C'est donc (si vous voulez)... L'âge des mille vérités

par Giovanbattista Trebisacce, professeur de pédagogie générale à l'Université de Catane et membre de l'AIDR

George Orwell…. Si l'écrivain britannique avait vécu plus longtemps que ses quarante-sept ans, on se souviendrait probablement de lui avec encore plus de charme et de mystère en raison de ses "prophéties". Il n'y a rien né de l'imagination d'Orwell qui ne s'est réalisé... Il suffit de penser au roman de 1984 (une sorte de grand frère contemporain : aujourd'hui des millions et des millions de caméras éparpillées autour de la Terre surveillent en permanence nos déplacements) ou le Net et aux réseaux sociaux réseaux, où un contrôle constant est effectué à travers le soi-disant "profilage" ou à la Ferme des animaux, un magnifique conte allégorique qui pourrait représenter aujourd'hui "la rhétorique de l'un est un" (tous les animaux sont les mêmes) et de la "démocratie de ci-dessous, des gens qui combattent l'establishment et deviennent ensuite un établissement à leur tour… ». Orwell fait cependant preuve d'une clairvoyance pour le moins prophétique dans ses considérations plus profondes visant à analyser le rapport de l'homme à la vérité. Ses réflexions dénoncent fermement les risques d'une vérité déformée, mise au service de la propagande, de la rhétorique et du nationalisme (désormais remplacée par la souveraineté), une vérité emprisonnée par l'actualité, conditionnée sinon anéantie par les limites de la liberté d'expression. Ces références sont terriblement actuelles en raison des nombreuses vérités disponibles sur le web, qui se multiplient de façon exponentielle et qui, pourtant, vident la notion de véracité de son sens profond. Tout journaliste, tout site en ligne, toute page Facebook répand sa vérité ; les faits se confondent avec les opinions, les fake news conquièrent le devant de la scène reléguant l'information correcte à l'exception, le clickbait (source de sensationnalisme) devient une ligne éditoriale. Une forêt sombre pour ceux qui ont pour seule envie de se renseigner... Les paroles du Pape François, tirées de son L'Évangile du sourire, sont explicatives : « Bizarrement, nous n'avons jamais eu plus d'informations qu'aujourd'hui, mais nous continuons à ne pas savoir ce qui se passe. ".

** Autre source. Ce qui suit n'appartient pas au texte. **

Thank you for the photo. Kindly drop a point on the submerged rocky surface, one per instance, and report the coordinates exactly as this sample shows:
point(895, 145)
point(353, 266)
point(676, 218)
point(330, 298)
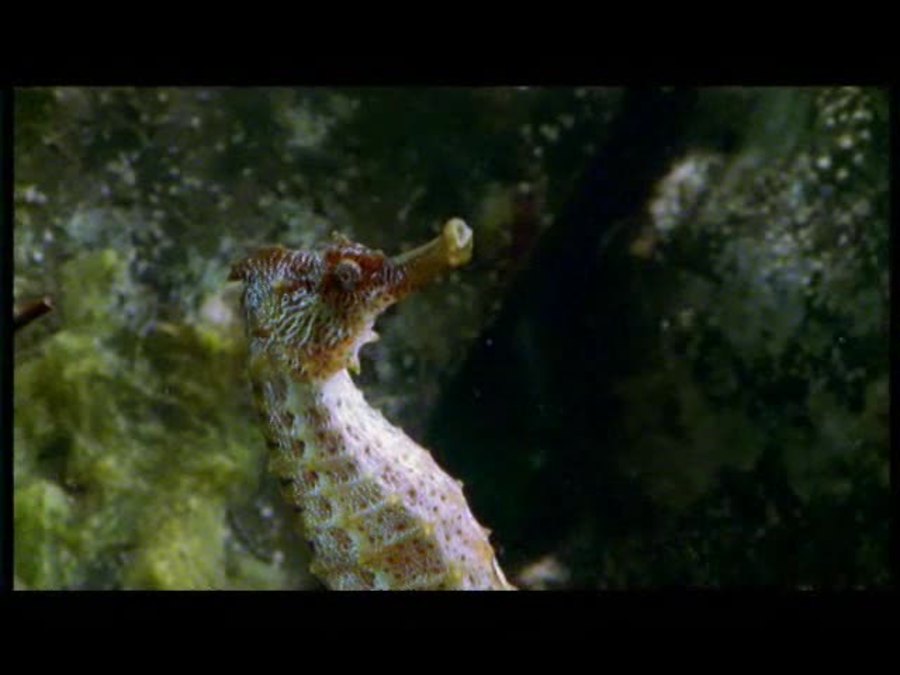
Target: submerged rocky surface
point(682, 383)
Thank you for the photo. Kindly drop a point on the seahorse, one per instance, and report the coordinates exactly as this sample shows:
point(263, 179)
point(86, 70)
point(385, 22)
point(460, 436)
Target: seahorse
point(375, 507)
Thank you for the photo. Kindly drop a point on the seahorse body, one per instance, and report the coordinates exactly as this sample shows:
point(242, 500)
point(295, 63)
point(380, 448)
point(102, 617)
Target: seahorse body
point(376, 508)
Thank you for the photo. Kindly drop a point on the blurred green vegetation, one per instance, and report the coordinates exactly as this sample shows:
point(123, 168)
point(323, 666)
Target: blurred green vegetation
point(749, 442)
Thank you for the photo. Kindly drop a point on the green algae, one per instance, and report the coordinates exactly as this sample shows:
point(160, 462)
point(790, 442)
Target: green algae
point(130, 449)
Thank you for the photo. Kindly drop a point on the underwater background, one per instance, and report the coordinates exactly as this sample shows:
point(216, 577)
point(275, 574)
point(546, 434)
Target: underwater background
point(666, 366)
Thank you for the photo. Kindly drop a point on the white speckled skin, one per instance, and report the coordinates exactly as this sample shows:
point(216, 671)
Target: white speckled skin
point(378, 511)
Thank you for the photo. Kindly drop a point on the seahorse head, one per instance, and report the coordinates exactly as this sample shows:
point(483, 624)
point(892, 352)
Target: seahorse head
point(311, 311)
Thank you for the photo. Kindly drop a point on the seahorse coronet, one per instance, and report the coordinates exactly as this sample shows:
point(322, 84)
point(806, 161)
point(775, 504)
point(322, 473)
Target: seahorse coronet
point(378, 511)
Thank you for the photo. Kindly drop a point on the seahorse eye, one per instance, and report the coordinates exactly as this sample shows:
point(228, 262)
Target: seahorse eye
point(348, 273)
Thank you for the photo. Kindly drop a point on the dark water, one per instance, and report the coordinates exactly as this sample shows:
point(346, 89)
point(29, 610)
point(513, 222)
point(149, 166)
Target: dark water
point(666, 365)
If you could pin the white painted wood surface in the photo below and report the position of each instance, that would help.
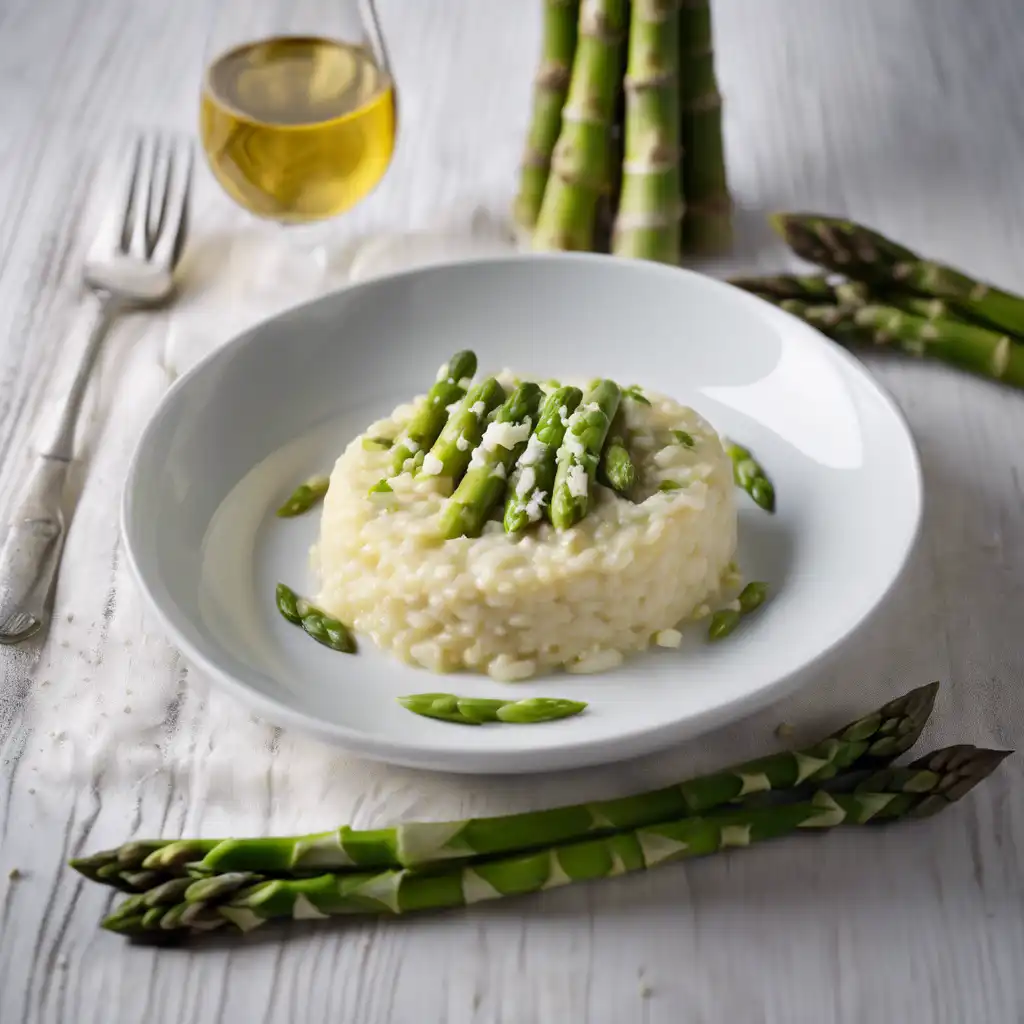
(905, 114)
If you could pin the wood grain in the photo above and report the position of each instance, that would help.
(907, 115)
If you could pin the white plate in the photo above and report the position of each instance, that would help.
(232, 436)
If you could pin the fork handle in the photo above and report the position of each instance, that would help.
(31, 552)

Un changement de cap par rapport aux principes sacrés du droit à l'information et à l'historiographie, qui ont toujours été liés au pluralisme des informations et des sources. Le même pluralisme qui garantit aujourd'hui la multiplication des canaux de désinformation et qui permet aux fake news venant des réseaux sociaux ou du réseau de conquérir la Une même des grands médias traditionnels. Il est donc nécessaire d'avoir un « régime d'information et d'entraînement » caractérisé par une forte propension au cross média actif, qui ne peut être atteint que par une relation continue avec les sources d'information afin, cependant, d'approfondir, de vérifier, de croiser les actualités et les données afin pour ne pas être victime de désinformation. Une surcharge d'informations qui, selon l'Organisation mondiale de la santé, est une maladie bien plus insidieuse que le Covid 19 : l'infodémie. Ce néologisme représente fidèlement la saturation d'informations, généralement inexactes et vérifiées, de fake news, de sensationnalisme qui, en période de pandémie, ont provoqué une montée vertigineuse des peurs et des angoisses.

A tout cela s'ajoutent les algorithmes mathématiques (le véritable cœur des réseaux sociaux et des moteurs de recherche) qui, grâce à des processus de profilage, choisissent les actualités qu'il faut lire, les produits qu'il faut acheter, et c'est tout...

Selon un rapport sur la consommation d'informations de l'AgCom (Autorité pour les garanties dans les communications), 54,5% des utilisateurs accèdent à l'information via les réseaux sociaux et les moteurs de recherche. Un processus donc qui altère notre perception de la réalité qui se configure à nos yeux de manière partielle et préjudiciable. L'avenir de l'information ne peut être séparé d'un appel fort à la responsabilité collective, l'information ne peut pas être transformée en produit et les géants de la technologie doivent être soumis à des règles claires, précises et indépassables.

J'aime clore ces brèves considérations en citant un autre grand auteur du XXe siècle, notre Luigi Pirandello, pour qui il n'y a pas une vérité, mais il y a autant de vérités qu'il y a de ceux qui croient les posséder. Dans C'est ainsi (si vous voulez), lorsqu'on demande à la femme de M. Ponza de résoudre le mystère de sa propre identité, la femme, l'incarnation de la vérité de Pirandello, le visage recouvert d'un voile noir, répond qu'elle est à la en même temps la fille de Mme Frola est la seconde épouse de M. Ponza : "Je suis celle qui me croit".